Para o planejamento das entrevistas, recorremos mais uma vez a González Rey (2005), o qual faz uma interessante pontuação sobre as diferentes formas de se considerar a entrevista. Conforme o autor, a entrevista em muitos momentos tem sido utilizada a partir da epistemologia da resposta, a qual influenciada pelo princípio estímulo – resposta é compreendida como um instrumento que possibilitará o

pesquisador a partir de um estímulo (pergunta) extrair do entrevistado as informações desejadas.

Porém, González Rey (2005) chama atenção para algumas questões. Nessa concepção, as respostas obtidas tendem a serem cognitivas, socialmente constituídas e isentas de sentidos subjetivos. Geralmente, os sujeitos não se encontram implicados no processo, já que as perguntas os omitem, dificultando a comunicação e não permitindo que eles se expressem de forma autêntica.
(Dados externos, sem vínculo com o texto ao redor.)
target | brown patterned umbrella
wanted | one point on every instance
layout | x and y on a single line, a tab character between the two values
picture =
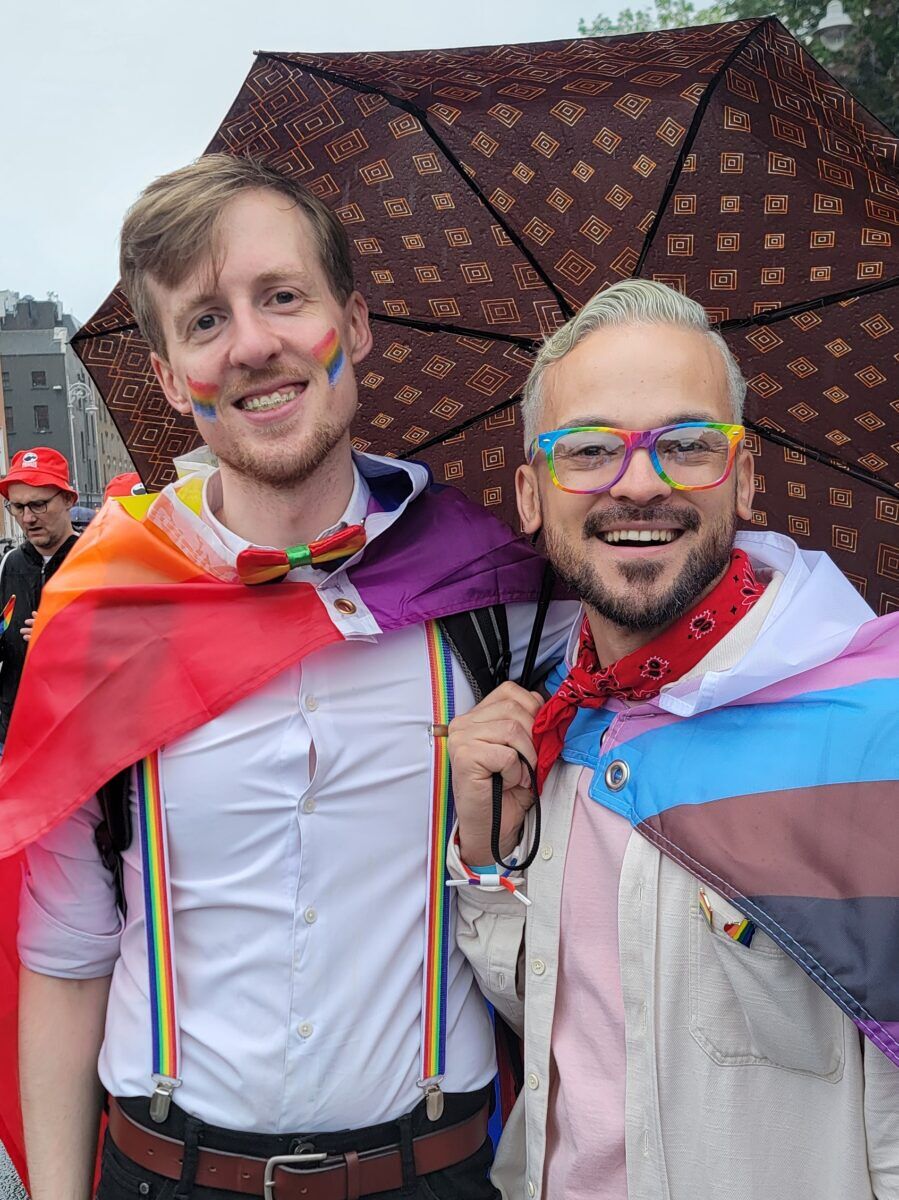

Em contrapartida, a epistemologia qualitativa proposta pelo autor considera a entrevista não como um instrumento determinista utilizado para obter respostas lineares e pontuais, mas sim como um meio pelo qual a expressão do sujeito pesquisado pode ser provocada. Nessa perspectiva, as informações que pretendemos alcançar são de cunho subjetivo, não sendo possível atingi-las através de instrumentos impessoais, rígidos e impostos. Uma entrevista nos moldes da epistemologia qualitativa busca oferecer indutores (questões) significativos ao entrevistado, possibilitando um cenário favorável à sua participação, construção e expressão de sentidos subjetivos.

Rompendo com a epistemologia da resposta, González Rey (2005) apresenta como metodologia de entrevista os sistemas conversacionais:

“[...] os quais permitem ao pesquisador deslocar-se do lugar central das perguntas para integrar-se em uma dinâmica de conversação que toma diversas formas e que é responsável pela produção de um tecido de

informação o qual implique, com naturalidade e autenticidade, os

participantes (GONZÁLEZ REY, 2005, p. 45, grifo do autor)”.

Uma entrevista baseada em sistemas conversacionais objetiva estabelecer um processo dinâmico de co-participação tanto do sujeito como do pesquisador, pois mesmo sendo este quem, a princípio, estabelece as questões para discussão (indutores), os dois podem apresentar suas experiências, dúvidas e tensões.

González Rey (2005) informa que as conversações devem ser estimuladas por temas gerais que impliquem o outro, que desperte nele o desejo de ser ouvido, de expressar sua experiência, representando um momento significativo de sua vida. Pois, é o entrevistado quem deve se situar de onde nos falará.

Assim, é nesse sentido que nossa pesquisa pretende desenvolver a entrevista com os sujeitos, tendo construído, para tanto, diferentes roteiros de sistemas conversacionais, abordando temas condizentes com cada grupo de sujeitos

(APÊNDICE B, C, D, E, F e G). Tais roteiros constituem-se como indutores, os quais foram estabelecidos no intuito de facilitar a conversação e construção de informações a respeito das experiências de cada sujeito durante o processo de inclusão das crianças surdas nos seus primeiros anos escolares.

Os roteiros de entrevista elaborados, apesar de se diferenciarem uns dos outros pela sua estrutura, assemelham-se pelo conteúdo abordado. Ao produzir tais roteiros, buscamos abarcar as seguintes categorias de análise: aspectos pedagógicos da educação do surdo e política inclusiva, opiniões dos sujeitos envolvidos.